An undercount in a low-income community such as Pomona would mean less money in the years ahead for schools and social programs, she said. The risk is greater for lessening the share of block grants and about $1.5 trillion a year from the federal government for public services, including Medicare.
“We see a bigoted side in (the Trump) administration,” Torres said. “They are not interested in counting everyone. This is more about politics for them. It is a blatant attack on the Latino community.”
She and other Democratic members of Congress have not ruled out taking the administration to court in an effort to continue counting, even into 2021, she said.
Stepping up efforts
Census Bureau workers began knocking on doors Monday, Aug. 10, across Southern California with the hope of getting through to those who have not responded to the census questionnaire, said Patricia Ramos, regional spokesperson.
From July 26 to Aug.1, the Census Bureau had 34,466 temporary workers on the payroll in the Los Angeles region, more than many larger metropolitan areas. Enumerators wear masks, obey social distancing rules and carry identification badges, Ramos said. They will continue working right up until the deadline, she said. Nationally, up to 500,000 census takers began fanning out this week hoping to connect with people in person.
In addition, the Census Bureau has stepped up joint efforts with nonprofits and faith-based communities to get the word out. Torres’s office has been coordinating efforts with the United Sikh Mission, for example, and they are planning a drive-thru food giveaway in conjunction with census awareness in September at Chaffey College’s Chino Campus.
A series of challenges
The challenge for local activists, especially those trying to get undocumented individuals and immigrants counted, began when the Trump administration began talking about the citizenship question, said Luz Gallegos, community programs director at Training Occupational Development Educating Communities (TODEC) Legal Center, which serves migrant communities in the Inland Empire and Imperial County.
“In addition, it’s been more difficult getting the word out because communities are on survival mode,” Gallegos said. “They are not thinking about the census, but about putting food on the table, staying healthy and getting health care when they need it.

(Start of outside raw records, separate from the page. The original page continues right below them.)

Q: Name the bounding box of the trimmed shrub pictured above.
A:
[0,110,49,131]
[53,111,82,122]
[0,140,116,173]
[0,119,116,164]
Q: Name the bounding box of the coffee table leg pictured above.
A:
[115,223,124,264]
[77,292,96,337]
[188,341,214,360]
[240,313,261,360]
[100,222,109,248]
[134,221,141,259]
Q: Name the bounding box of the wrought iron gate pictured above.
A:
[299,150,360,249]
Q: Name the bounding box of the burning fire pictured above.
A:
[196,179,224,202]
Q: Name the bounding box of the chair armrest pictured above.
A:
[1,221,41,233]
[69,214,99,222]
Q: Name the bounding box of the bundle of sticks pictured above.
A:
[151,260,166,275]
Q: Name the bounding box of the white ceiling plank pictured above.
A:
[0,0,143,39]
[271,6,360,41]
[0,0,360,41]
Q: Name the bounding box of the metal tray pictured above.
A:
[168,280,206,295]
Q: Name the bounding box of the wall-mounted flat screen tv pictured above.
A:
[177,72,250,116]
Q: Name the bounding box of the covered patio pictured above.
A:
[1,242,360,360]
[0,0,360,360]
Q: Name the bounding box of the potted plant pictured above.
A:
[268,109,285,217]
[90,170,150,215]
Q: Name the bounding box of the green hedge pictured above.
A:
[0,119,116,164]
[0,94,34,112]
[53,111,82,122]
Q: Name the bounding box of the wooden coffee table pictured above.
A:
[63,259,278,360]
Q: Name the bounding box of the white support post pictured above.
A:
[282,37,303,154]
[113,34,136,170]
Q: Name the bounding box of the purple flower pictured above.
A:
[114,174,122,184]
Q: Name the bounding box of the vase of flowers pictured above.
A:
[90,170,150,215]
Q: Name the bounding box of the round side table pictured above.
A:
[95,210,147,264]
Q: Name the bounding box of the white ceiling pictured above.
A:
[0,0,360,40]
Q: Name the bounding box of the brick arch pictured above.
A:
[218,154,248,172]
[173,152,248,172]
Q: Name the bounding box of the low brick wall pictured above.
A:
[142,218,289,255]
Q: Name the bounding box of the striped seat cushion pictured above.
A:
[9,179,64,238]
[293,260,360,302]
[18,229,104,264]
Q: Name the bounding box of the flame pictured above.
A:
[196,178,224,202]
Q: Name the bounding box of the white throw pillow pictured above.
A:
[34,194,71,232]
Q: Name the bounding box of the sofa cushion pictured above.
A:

It has been one challenge after another.”
Her organization has multiplied its efforts to reach more people virtually via meetings on the Zoom platform, emails, texting and calling, she said. The city of Perris, where TODEC is based, currently has a census response rate of 61.9%.
“We’re sending mailers, going out to the streets, parading in caravans with signs and music so people continue to get information about the census,” Gallegos said. “We’re really worried we’re going to have an undercount in the undocumented community because of messaging from the federal government. There is the constant fear of being deported.”
Shortening the deadline will hurt their efforts, she added.
“But,” she said, “it’s just one more thing we have to fight.”